Haberler
Ulusal Bakır Zirvesi, İTÜ Süleyman Demirel Kültür Merkezi’nde Düzenlendi
- 31.10.2024
- Haberler
İstanbul Sanayi Odası (İSO), bakır üretimi ve ihracatını yeşil üretime ve dijital dönüşüme uyum halinde katma değeri yüksek ürünler geliştirerek artırmak amacıyla İstanbul Teknik Üniversitesi (İTÜ) iş birliği ve Kocaeli Sanayi Odası (KSO) ile İstanbul Demir ve Demir Dışı Metaller İhracatçıları Birliği (İDDMİB) katkılarıyla Ulusal Bakır Zirvesi düzenledi.

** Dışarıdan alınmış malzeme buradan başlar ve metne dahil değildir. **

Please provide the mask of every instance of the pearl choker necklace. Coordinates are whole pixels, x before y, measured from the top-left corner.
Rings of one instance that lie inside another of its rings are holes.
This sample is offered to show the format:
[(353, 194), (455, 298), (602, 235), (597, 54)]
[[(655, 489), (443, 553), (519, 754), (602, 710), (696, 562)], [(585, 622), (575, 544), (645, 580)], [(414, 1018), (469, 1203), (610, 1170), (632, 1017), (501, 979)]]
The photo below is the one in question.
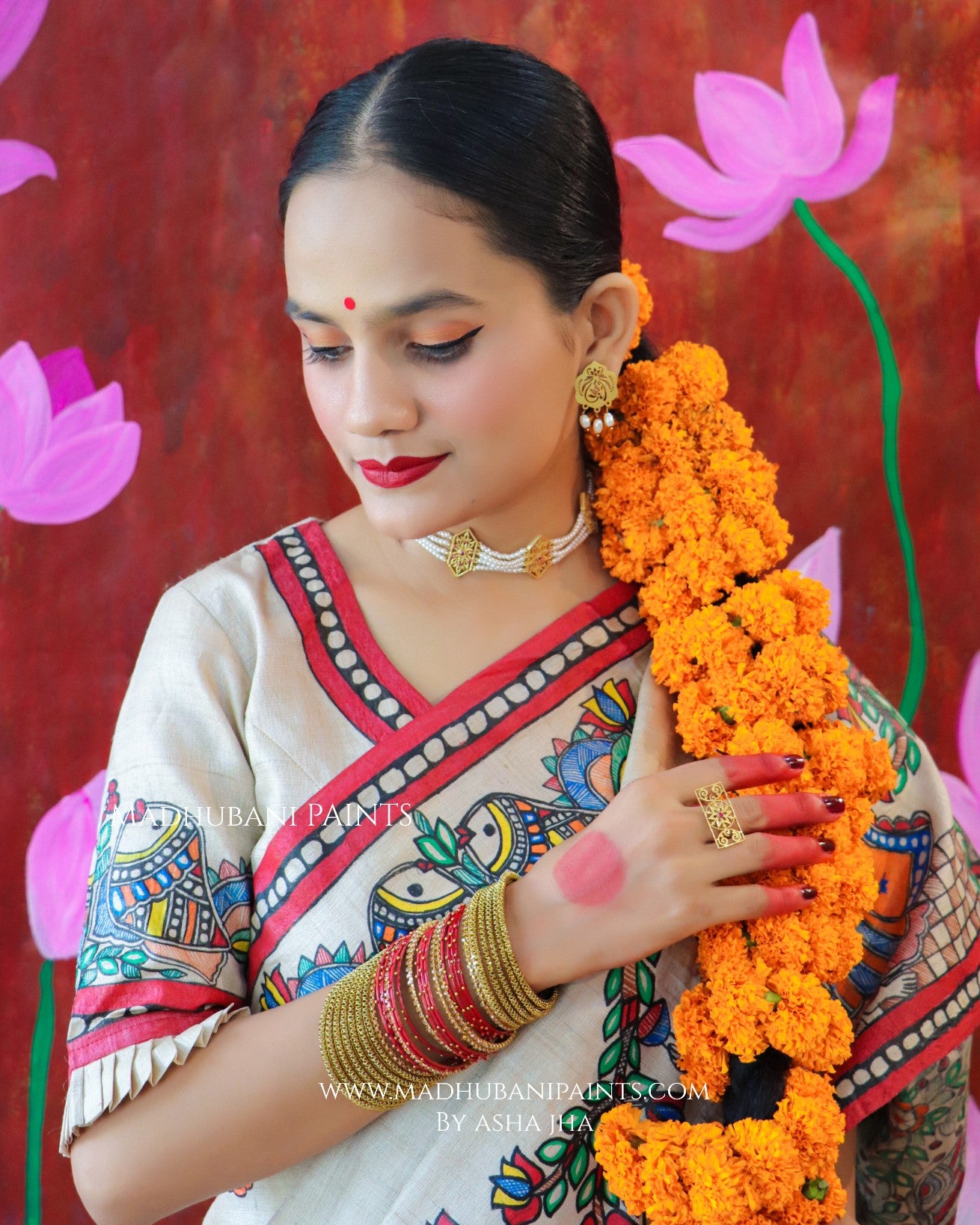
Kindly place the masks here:
[(578, 495), (578, 516), (572, 530), (551, 540), (537, 535), (530, 544), (513, 552), (499, 552), (483, 544), (469, 528), (462, 532), (432, 532), (425, 537), (414, 538), (417, 544), (434, 556), (440, 557), (457, 578), (468, 575), (470, 570), (499, 570), (510, 573), (541, 575), (556, 561), (577, 549), (582, 541), (598, 530), (595, 514), (592, 510), (593, 483), (592, 473), (587, 473), (588, 490)]

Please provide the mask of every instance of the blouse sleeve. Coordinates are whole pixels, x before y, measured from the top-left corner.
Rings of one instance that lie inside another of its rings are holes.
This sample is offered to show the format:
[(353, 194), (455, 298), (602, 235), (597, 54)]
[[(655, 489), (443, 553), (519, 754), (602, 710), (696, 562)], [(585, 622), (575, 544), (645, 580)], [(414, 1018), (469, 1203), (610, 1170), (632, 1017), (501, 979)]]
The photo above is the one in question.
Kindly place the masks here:
[(247, 1013), (250, 676), (186, 586), (162, 595), (119, 712), (67, 1030), (59, 1150)]
[(834, 1074), (850, 1129), (980, 1025), (980, 886), (975, 851), (927, 746), (850, 662), (848, 679), (838, 717), (887, 740), (898, 775), (864, 835), (878, 880), (877, 902), (858, 927), (864, 956), (831, 989), (855, 1034)]

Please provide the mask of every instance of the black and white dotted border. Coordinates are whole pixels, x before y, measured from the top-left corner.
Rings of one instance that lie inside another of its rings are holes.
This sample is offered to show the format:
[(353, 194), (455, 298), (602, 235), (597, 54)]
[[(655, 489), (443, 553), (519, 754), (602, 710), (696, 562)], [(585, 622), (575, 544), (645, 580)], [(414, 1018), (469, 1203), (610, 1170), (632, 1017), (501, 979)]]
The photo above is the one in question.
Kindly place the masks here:
[(410, 723), (414, 715), (368, 668), (333, 603), (323, 575), (309, 551), (305, 540), (294, 528), (274, 538), (293, 567), (293, 573), (306, 593), (310, 609), (316, 617), (316, 628), (323, 649), (333, 666), (361, 702), (393, 730)]
[(867, 1093), (900, 1067), (909, 1056), (915, 1055), (920, 1046), (932, 1041), (937, 1034), (952, 1029), (978, 997), (980, 997), (980, 971), (968, 979), (952, 1000), (947, 1000), (938, 1008), (933, 1008), (927, 1017), (909, 1025), (904, 1034), (878, 1051), (870, 1063), (861, 1065), (842, 1077), (835, 1085), (837, 1096), (846, 1105), (855, 1094)]
[[(420, 778), (434, 766), (437, 766), (447, 753), (458, 752), (473, 739), (486, 734), (514, 709), (528, 702), (534, 693), (543, 690), (550, 680), (560, 676), (566, 668), (608, 648), (610, 642), (621, 638), (638, 621), (639, 611), (633, 601), (621, 608), (617, 614), (601, 617), (577, 631), (552, 654), (524, 669), (521, 676), (506, 688), (474, 706), (458, 722), (430, 736), (420, 748), (413, 745), (410, 750), (396, 758), (377, 779), (363, 788), (356, 795), (350, 795), (342, 804), (336, 805), (337, 811), (343, 813), (350, 806), (354, 818), (356, 818), (360, 816), (360, 810), (355, 805), (360, 805), (365, 812), (374, 813), (380, 805), (398, 795), (409, 782)], [(312, 827), (310, 834), (293, 848), (289, 858), (279, 865), (268, 887), (256, 897), (252, 911), (252, 938), (261, 932), (267, 918), (295, 888), (296, 882), (315, 867), (328, 851), (343, 842), (349, 828), (355, 827), (344, 826), (341, 821), (327, 821)]]

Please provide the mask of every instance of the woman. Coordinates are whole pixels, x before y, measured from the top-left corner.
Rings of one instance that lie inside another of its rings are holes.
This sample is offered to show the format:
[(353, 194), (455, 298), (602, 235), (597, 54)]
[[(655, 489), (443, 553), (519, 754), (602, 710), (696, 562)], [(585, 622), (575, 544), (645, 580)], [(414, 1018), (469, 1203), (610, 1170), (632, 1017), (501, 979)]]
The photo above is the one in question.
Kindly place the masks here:
[[(604, 1193), (588, 1131), (609, 1100), (589, 1087), (677, 1085), (670, 1017), (697, 981), (696, 932), (810, 904), (718, 882), (829, 861), (767, 831), (838, 813), (816, 794), (736, 799), (748, 837), (719, 861), (695, 788), (719, 762), (733, 789), (801, 762), (681, 750), (636, 588), (588, 530), (576, 379), (653, 356), (633, 345), (606, 132), (533, 56), (434, 39), (321, 99), (281, 218), (310, 403), (360, 505), (245, 545), (157, 606), (108, 767), (61, 1152), (99, 1223), (214, 1196), (209, 1223), (633, 1220)], [(437, 533), (466, 528), (502, 554), (568, 539), (539, 577), (458, 575)], [(932, 859), (889, 911), (910, 933), (899, 976), (855, 971), (838, 1171), (878, 1219), (880, 1154), (914, 1126), (888, 1107), (931, 1094), (936, 1137), (888, 1219), (952, 1221), (976, 887), (926, 747), (849, 676), (865, 719), (920, 758), (876, 812), (925, 812)], [(517, 973), (548, 1007), (464, 1071), (447, 1057), (439, 1100), (380, 1111), (338, 1091), (316, 1040), (331, 991), (508, 871)], [(673, 1094), (649, 1109), (722, 1117)]]

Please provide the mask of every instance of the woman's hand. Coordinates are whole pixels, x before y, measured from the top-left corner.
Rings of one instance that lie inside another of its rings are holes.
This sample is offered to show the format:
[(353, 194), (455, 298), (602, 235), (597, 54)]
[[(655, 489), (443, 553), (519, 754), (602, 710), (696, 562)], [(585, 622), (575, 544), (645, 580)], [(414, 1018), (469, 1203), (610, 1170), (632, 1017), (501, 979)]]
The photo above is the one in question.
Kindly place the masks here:
[(719, 882), (833, 855), (815, 837), (778, 833), (840, 816), (843, 801), (833, 811), (810, 791), (734, 797), (745, 840), (715, 845), (696, 788), (717, 780), (730, 790), (758, 786), (797, 778), (799, 768), (778, 755), (750, 753), (641, 773), (652, 760), (637, 737), (657, 701), (653, 680), (644, 685), (627, 782), (586, 829), (543, 855), (505, 894), (518, 965), (538, 991), (649, 957), (715, 924), (799, 910), (810, 904), (800, 887)]

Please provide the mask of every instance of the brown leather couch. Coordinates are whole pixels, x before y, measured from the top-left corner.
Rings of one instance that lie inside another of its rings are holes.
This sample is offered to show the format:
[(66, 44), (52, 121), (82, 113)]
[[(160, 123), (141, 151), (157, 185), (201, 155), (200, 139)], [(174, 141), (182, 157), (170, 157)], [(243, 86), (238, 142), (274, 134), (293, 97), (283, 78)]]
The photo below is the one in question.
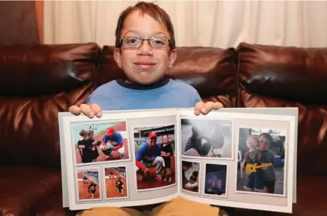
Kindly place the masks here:
[[(76, 213), (62, 208), (57, 114), (85, 102), (97, 86), (125, 78), (112, 52), (94, 43), (0, 45), (0, 215)], [(292, 215), (319, 216), (327, 214), (326, 59), (323, 48), (179, 47), (167, 76), (226, 107), (299, 107)]]

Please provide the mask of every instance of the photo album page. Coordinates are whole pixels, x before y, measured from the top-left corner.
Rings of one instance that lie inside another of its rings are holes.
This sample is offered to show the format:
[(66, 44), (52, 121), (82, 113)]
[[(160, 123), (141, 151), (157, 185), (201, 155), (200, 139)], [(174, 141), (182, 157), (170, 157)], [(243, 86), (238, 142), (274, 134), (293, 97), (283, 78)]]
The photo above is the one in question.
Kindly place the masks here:
[(128, 207), (178, 196), (292, 212), (297, 109), (58, 114), (63, 206)]

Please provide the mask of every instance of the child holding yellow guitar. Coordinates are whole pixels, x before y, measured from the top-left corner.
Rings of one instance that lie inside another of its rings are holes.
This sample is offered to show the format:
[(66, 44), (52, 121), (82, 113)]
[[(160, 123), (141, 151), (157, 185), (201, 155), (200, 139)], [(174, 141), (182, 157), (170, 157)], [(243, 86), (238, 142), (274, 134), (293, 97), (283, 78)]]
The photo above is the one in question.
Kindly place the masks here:
[(248, 179), (244, 188), (247, 191), (267, 193), (261, 168), (271, 166), (271, 164), (261, 164), (261, 151), (258, 149), (259, 140), (257, 138), (249, 136), (247, 140), (247, 146), (249, 150), (245, 152), (242, 163), (242, 167), (245, 168), (248, 174)]

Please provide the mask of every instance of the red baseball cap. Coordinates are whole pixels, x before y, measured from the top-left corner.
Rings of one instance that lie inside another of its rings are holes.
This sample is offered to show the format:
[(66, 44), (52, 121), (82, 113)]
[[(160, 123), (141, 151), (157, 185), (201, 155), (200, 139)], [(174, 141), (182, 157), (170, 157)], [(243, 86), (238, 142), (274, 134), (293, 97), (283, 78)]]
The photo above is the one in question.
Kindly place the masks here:
[(113, 128), (108, 128), (106, 129), (106, 135), (111, 136), (115, 132), (115, 130)]
[(151, 132), (150, 133), (149, 133), (149, 138), (151, 139), (153, 137), (156, 137), (156, 132)]

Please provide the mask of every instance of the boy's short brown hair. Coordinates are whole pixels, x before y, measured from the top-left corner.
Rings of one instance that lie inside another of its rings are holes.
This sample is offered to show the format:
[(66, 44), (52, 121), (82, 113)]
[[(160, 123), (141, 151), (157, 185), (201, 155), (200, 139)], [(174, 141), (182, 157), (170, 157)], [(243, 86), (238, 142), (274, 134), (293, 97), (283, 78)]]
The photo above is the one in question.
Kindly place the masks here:
[(151, 2), (143, 2), (140, 1), (136, 4), (133, 6), (129, 6), (126, 9), (125, 9), (123, 12), (121, 12), (121, 15), (119, 16), (117, 28), (116, 29), (116, 47), (120, 47), (121, 44), (121, 31), (123, 28), (124, 21), (132, 12), (135, 11), (139, 11), (140, 15), (144, 16), (144, 14), (149, 15), (155, 20), (163, 24), (166, 28), (168, 32), (169, 32), (170, 40), (171, 40), (171, 49), (175, 49), (175, 33), (174, 29), (173, 26), (173, 23), (171, 23), (171, 18), (169, 15), (161, 8), (159, 6), (151, 3)]

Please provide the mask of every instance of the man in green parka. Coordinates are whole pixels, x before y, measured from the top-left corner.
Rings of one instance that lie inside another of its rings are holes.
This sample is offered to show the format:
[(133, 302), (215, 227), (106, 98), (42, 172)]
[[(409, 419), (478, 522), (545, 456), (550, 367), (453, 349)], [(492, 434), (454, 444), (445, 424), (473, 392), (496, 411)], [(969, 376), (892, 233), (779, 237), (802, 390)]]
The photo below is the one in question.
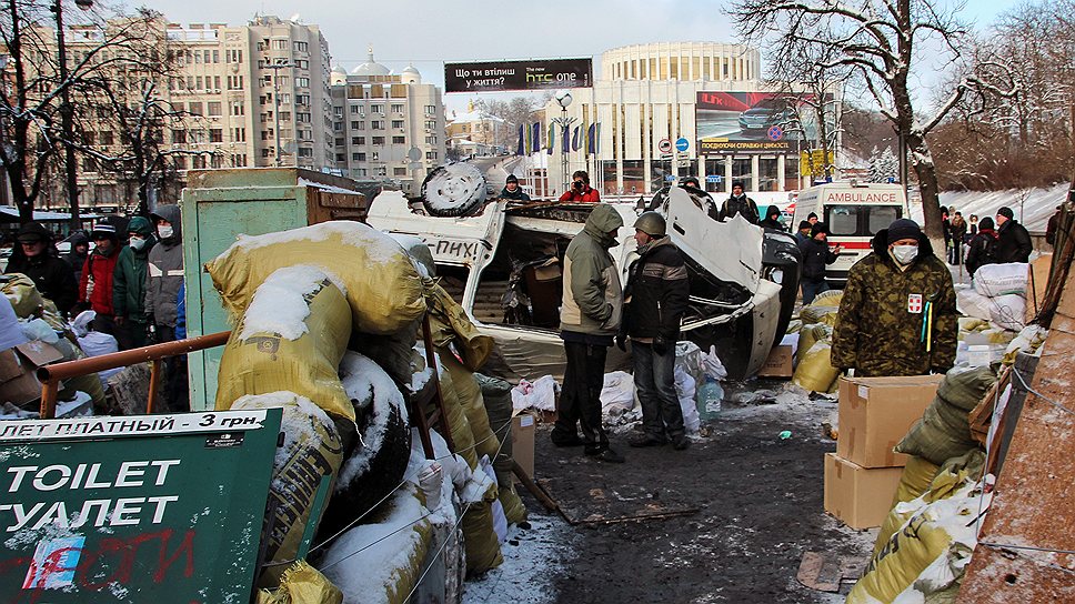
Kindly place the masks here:
[(833, 366), (856, 378), (944, 373), (955, 364), (957, 319), (948, 268), (917, 223), (896, 220), (847, 274)]
[(153, 225), (145, 218), (132, 218), (127, 230), (131, 243), (120, 251), (112, 276), (115, 339), (120, 350), (137, 349), (150, 343), (149, 325), (145, 321), (145, 273), (149, 251), (157, 243)]

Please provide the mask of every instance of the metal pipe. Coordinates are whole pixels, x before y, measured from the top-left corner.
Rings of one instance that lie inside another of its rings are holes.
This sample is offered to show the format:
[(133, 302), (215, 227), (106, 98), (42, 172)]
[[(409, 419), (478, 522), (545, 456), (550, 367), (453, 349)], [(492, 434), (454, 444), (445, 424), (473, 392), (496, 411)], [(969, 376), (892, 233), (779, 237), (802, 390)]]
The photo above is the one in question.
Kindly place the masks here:
[[(79, 359), (77, 361), (67, 361), (64, 363), (38, 368), (37, 375), (41, 382), (41, 419), (51, 420), (56, 414), (57, 384), (60, 380), (89, 375), (99, 371), (124, 368), (147, 361), (153, 361), (155, 365), (158, 364), (155, 363), (157, 361), (167, 356), (222, 346), (228, 343), (230, 335), (230, 331), (222, 331), (189, 340), (175, 340), (174, 342), (152, 344), (140, 349), (124, 350), (122, 352), (113, 352), (111, 354), (102, 354), (100, 356), (90, 356), (89, 359)], [(152, 381), (152, 376), (150, 380)], [(150, 400), (152, 399), (153, 391), (151, 390)], [(147, 409), (147, 411), (149, 410)]]

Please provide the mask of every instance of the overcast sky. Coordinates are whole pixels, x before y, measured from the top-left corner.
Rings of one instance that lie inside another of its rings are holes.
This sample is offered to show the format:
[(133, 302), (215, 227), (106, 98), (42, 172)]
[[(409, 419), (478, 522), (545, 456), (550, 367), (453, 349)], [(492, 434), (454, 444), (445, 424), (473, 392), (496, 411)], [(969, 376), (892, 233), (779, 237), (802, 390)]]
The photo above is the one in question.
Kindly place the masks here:
[[(955, 4), (957, 0), (938, 0)], [(137, 6), (137, 0), (128, 0)], [(245, 23), (255, 13), (315, 23), (333, 63), (350, 70), (378, 62), (399, 72), (413, 62), (426, 82), (443, 87), (444, 62), (593, 57), (627, 44), (665, 41), (735, 42), (723, 1), (704, 0), (145, 0), (172, 22)], [(968, 21), (979, 28), (1013, 8), (1014, 0), (968, 0)], [(595, 76), (600, 76), (595, 73)], [(463, 94), (445, 104), (465, 107)]]

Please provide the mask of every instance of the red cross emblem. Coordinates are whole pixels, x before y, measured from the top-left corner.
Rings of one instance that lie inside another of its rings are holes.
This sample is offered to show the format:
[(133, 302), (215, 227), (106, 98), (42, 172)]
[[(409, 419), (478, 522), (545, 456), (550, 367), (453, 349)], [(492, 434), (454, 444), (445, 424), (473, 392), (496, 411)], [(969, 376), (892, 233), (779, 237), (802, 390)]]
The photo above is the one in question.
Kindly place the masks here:
[(922, 294), (921, 293), (912, 293), (912, 294), (907, 295), (907, 312), (910, 312), (911, 314), (921, 314), (922, 313)]

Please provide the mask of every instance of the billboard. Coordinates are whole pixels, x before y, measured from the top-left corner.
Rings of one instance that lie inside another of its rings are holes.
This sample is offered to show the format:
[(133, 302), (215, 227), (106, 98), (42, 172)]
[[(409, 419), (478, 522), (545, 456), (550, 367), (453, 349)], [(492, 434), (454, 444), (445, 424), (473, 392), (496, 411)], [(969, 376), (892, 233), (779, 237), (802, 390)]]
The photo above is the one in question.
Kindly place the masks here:
[(444, 63), (444, 92), (555, 90), (592, 85), (592, 58)]
[(699, 92), (699, 152), (797, 151), (802, 141), (817, 139), (814, 111), (807, 109), (801, 99), (781, 92)]

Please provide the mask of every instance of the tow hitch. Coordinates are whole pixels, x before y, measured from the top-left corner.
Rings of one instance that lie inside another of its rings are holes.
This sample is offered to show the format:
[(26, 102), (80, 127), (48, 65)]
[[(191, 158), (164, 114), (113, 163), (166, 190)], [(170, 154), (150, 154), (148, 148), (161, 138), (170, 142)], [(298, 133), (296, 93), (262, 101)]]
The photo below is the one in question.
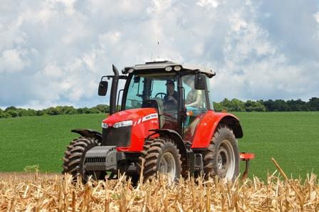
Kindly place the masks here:
[(245, 171), (244, 171), (241, 180), (244, 181), (247, 178), (249, 171), (249, 161), (255, 158), (255, 154), (252, 153), (241, 152), (239, 154), (239, 159), (246, 162)]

İTÜ Rektörü Prof. Dr. Hasan Mandal ev sahipliğinde İTÜ Süleyman Demirel Kültür Merkezi’nde düzenlenen etkinliğe İSO Yönetim Kurulu Başkanı Erdal Bahçıvan, İDDMİB Yönetim Kurulu Başkanı Çetin Tecdelioğlu, KSO Meclis Üyesi Hayrettin Çaycı katıldı. İSO Yönetim Kurulu Üyesi Celal Kaya ve İSO Meclis Üyesi Cengiz Kaya’nın da katıldığı zirveyi çok sayıda akademisyen, STK, özel sektör ve kamu temsilcisi takip etti.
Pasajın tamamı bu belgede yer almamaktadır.